Özbekistan rejimi, işlediği suçlar ve Allah dostlarına yaptığı zulümle kendisini dünya önünde küçük düşürdü. Ama asıl hesap günü yaklaşıyor, büyük azaba ve yüzlerin kararacağı güne hazır olsun!
Nusratullah’ın serbest kalmasına bir buçuk yıl kalmıştı. Ancak epilepsi hastalığı ilerleyince bayıldı ve beyin kanaması geçirdi. Cezaevinden çıkarılarak ameliyata alındı, ama nafile, artık vakti gelmişti, ruhunu teslim edip Rabbine kavuştu. Cenazede, Nusratullah isminin ‘Allah’ın zaferi’ anlamına geldiği ve onun bu dünyadan Allah’ın izniyle zaferle ayrıldığı ifade edildi. İbn Ömer’in rivayet ettiği bir hadiste Rasûlullah SallAllahu Aleyhi ve Sellem şöyle buyurmuştur: “Kim ki canı ve ruhuyla “La ilahe illallah” hakikatine sarılırsa, ölümün dehşetinden, kabrin dehşetinden ve kıyamet gününün dehşetinden emin olur.” Allah’tan, Nusratullah’ın o korkunç anlara şahit olmamasını diliyoruz. Allah’ım, bizleri de sırat-ı müstakim üzere daim eyle. Cenazede yapılan bu dualar, dinleyenlerin tüylerini ürpertti ve gözyaşlarına sebep oldu. Nusratullah, bu dünyada bir yuva kurmadan ve evlat sevgisini tatmadan Rabbine kavuştu.
Kardeşimiz Nusratullah’ın ayrılığı yüreğimizi dağlıyor. Ancak onun Ramazan ayında, oruçlu haliyle Rabbine kavuşması ne büyük bir lütuf! İşte gerçek kurtuluş budur! Zalimler, Nusratullah’ı yıldırmak, imanını sarsmak istediler… Ama o, dimdik durdu ve Rabbine muzaffer olarak kavuştu. Asıl yenilenler, zulmü kendilerine yol edinenler oldu.
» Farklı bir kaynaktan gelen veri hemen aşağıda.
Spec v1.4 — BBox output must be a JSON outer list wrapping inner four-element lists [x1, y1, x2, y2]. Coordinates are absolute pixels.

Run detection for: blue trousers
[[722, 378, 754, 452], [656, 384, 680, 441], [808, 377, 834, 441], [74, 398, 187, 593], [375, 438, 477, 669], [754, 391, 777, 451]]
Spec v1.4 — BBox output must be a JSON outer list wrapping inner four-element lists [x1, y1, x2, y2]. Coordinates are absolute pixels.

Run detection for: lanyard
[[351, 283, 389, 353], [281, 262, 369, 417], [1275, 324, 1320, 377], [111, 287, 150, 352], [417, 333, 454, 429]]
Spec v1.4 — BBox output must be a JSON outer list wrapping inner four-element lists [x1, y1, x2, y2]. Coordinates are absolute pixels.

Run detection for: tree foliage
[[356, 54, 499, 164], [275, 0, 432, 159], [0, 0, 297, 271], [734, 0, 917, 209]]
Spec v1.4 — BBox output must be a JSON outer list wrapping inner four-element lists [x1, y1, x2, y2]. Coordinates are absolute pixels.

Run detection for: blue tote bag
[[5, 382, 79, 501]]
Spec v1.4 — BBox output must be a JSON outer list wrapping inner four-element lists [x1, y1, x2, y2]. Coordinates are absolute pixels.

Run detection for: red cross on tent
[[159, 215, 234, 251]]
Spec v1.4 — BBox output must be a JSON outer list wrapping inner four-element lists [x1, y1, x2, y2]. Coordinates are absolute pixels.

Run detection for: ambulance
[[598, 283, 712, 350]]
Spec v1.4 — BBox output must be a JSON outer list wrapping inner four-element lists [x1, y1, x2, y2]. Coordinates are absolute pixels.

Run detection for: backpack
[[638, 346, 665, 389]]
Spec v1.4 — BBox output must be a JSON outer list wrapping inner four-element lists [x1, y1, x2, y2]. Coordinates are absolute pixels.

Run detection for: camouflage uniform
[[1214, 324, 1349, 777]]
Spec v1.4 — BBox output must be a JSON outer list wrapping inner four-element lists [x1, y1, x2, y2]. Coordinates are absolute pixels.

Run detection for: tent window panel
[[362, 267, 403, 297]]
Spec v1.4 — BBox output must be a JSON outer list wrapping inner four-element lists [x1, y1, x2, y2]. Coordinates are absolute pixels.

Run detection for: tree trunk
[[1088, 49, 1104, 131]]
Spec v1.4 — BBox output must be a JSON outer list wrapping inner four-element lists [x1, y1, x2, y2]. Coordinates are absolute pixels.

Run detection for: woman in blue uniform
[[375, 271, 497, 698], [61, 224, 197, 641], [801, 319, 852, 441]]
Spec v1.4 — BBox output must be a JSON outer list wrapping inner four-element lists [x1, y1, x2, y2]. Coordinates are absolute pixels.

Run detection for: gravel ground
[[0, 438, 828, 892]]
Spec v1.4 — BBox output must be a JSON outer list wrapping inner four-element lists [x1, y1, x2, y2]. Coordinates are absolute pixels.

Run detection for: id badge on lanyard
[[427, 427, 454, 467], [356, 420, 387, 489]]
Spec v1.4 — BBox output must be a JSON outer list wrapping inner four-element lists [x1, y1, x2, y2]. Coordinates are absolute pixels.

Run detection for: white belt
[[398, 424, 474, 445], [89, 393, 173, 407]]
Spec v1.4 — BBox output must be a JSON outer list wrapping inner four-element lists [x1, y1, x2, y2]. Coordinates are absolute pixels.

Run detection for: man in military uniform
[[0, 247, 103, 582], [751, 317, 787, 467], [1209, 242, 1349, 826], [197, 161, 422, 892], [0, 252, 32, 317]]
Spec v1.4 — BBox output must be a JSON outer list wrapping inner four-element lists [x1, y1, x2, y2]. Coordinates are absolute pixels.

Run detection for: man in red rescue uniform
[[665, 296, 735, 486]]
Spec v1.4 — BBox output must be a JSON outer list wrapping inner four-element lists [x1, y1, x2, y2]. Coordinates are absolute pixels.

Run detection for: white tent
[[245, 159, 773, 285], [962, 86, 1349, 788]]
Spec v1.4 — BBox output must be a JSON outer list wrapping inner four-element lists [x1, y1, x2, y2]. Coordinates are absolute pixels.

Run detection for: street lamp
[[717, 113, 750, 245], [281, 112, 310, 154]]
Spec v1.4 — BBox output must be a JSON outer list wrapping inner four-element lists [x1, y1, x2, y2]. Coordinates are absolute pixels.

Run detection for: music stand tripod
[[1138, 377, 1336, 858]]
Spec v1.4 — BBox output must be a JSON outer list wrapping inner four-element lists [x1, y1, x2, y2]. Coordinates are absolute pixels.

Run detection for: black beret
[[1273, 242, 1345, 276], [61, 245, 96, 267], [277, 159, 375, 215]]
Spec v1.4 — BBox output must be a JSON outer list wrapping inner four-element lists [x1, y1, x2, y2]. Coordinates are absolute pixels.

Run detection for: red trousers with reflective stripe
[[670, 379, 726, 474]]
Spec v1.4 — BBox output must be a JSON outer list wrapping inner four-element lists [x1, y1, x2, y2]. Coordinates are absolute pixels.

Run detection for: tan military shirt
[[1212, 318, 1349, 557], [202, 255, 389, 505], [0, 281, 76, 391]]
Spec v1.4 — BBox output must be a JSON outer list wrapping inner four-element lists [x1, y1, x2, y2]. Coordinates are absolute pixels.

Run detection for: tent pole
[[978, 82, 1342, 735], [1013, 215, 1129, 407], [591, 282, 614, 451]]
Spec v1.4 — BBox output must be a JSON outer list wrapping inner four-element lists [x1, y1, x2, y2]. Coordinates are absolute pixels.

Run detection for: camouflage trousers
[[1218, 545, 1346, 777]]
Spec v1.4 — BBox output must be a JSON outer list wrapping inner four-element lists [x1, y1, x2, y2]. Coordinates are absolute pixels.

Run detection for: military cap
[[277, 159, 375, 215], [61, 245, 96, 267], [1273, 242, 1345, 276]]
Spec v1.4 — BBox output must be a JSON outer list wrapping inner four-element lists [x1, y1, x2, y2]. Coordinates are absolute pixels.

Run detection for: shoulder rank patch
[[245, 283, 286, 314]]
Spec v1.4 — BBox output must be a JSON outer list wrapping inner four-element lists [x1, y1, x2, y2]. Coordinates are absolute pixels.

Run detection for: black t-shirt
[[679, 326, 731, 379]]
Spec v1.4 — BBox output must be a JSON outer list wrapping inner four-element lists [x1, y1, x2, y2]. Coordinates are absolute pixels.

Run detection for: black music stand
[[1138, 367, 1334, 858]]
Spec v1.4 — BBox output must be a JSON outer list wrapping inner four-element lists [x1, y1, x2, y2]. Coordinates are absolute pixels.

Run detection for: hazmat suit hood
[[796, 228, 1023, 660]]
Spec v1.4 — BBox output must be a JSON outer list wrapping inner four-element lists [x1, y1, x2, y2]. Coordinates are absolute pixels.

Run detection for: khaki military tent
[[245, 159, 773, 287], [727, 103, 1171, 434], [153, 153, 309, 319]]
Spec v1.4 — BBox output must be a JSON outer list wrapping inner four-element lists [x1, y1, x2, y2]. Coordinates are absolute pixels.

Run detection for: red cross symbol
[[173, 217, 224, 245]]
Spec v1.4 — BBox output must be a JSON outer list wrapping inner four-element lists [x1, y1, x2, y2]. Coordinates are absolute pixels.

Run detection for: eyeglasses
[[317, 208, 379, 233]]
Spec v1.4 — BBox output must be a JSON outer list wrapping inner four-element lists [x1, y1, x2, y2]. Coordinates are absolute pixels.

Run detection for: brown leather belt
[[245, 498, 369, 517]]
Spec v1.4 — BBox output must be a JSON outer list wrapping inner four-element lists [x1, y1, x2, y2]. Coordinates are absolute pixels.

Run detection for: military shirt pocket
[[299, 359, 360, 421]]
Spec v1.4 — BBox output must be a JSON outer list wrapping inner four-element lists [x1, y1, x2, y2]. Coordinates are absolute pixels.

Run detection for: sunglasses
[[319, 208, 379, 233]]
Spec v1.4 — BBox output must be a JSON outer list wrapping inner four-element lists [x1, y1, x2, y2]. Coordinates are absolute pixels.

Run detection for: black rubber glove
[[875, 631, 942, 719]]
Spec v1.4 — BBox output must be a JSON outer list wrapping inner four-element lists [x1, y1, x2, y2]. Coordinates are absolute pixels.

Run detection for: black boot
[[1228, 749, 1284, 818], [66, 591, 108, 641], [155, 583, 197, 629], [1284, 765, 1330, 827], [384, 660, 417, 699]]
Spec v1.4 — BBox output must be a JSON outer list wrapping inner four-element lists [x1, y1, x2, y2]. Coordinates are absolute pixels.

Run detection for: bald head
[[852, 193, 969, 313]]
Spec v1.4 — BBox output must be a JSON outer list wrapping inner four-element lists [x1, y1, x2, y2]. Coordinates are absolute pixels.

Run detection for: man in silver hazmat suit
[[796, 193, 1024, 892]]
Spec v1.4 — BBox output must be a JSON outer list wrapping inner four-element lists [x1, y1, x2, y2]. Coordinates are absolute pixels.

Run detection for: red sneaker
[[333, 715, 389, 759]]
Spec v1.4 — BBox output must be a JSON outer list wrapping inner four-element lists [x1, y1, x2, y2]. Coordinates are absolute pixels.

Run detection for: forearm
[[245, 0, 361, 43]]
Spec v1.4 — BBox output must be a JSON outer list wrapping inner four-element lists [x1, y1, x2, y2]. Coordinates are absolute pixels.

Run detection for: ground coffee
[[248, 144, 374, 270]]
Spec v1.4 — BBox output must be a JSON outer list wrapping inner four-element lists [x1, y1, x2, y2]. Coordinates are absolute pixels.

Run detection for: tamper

مِّنَ الْمُؤْمِنِينَ رِجَالٌ صَدَقُوا مَا عَاهَدُوا اللَّهَ عَلَيْهِ فَمِنْهُم مَّن قَضَى نَحْبَهُ وَمِنْهُم مَّن يَنتَظِرُ وَمَا بَدَّلُوا تَبْدِيلاً “Müminlerden öyle adamlar vardır ki, Allah’a verdikleri söze sadık kaldılar. İçlerinden bir kısmı verdikleri sözü yerine getirmiştir. Bir kısmı da beklemektedir. Verdikleri sözü asla değiştirmemişlerdir.” [Ahzab 23]
Ey Allah’ın sevgili kulu Nusratullah! Şehadet mertebesine erişmen sebebiyle seni tebrik ediyoruz. Ancak biz elbette hiç kimseyi Allah’a karşı temize çıkarmayız fakat seni, şehitler kervanına katılanlardan biri olarak addediyoruz. Allah’tan, kardeşimize rahmet etmesini, onu bağışlamasını, lütuf ve ikramıyla onu şehitlerle birlikte Firdevs cennetine yerleştirmesini niyaz ediyoruz. Ailesine ve yakınlarına en derin taziyelerimizi sunuyor, Rabbimizden, onlara sabr-ı cemil ihsan etmesini niyaz ediyoruz. Ve biz, yalnızca Rabbimizin hoşnut olacağı sözleri sarf ediyoruz:
إِنَّا لِلَّهِ وَإِنَّا إِلَيْهِ رَاجِعُونَ“Biz şüphesiz Allah’a aitiz ve şüphesiz O’na döneceğiz” derler.” [Bakara 156]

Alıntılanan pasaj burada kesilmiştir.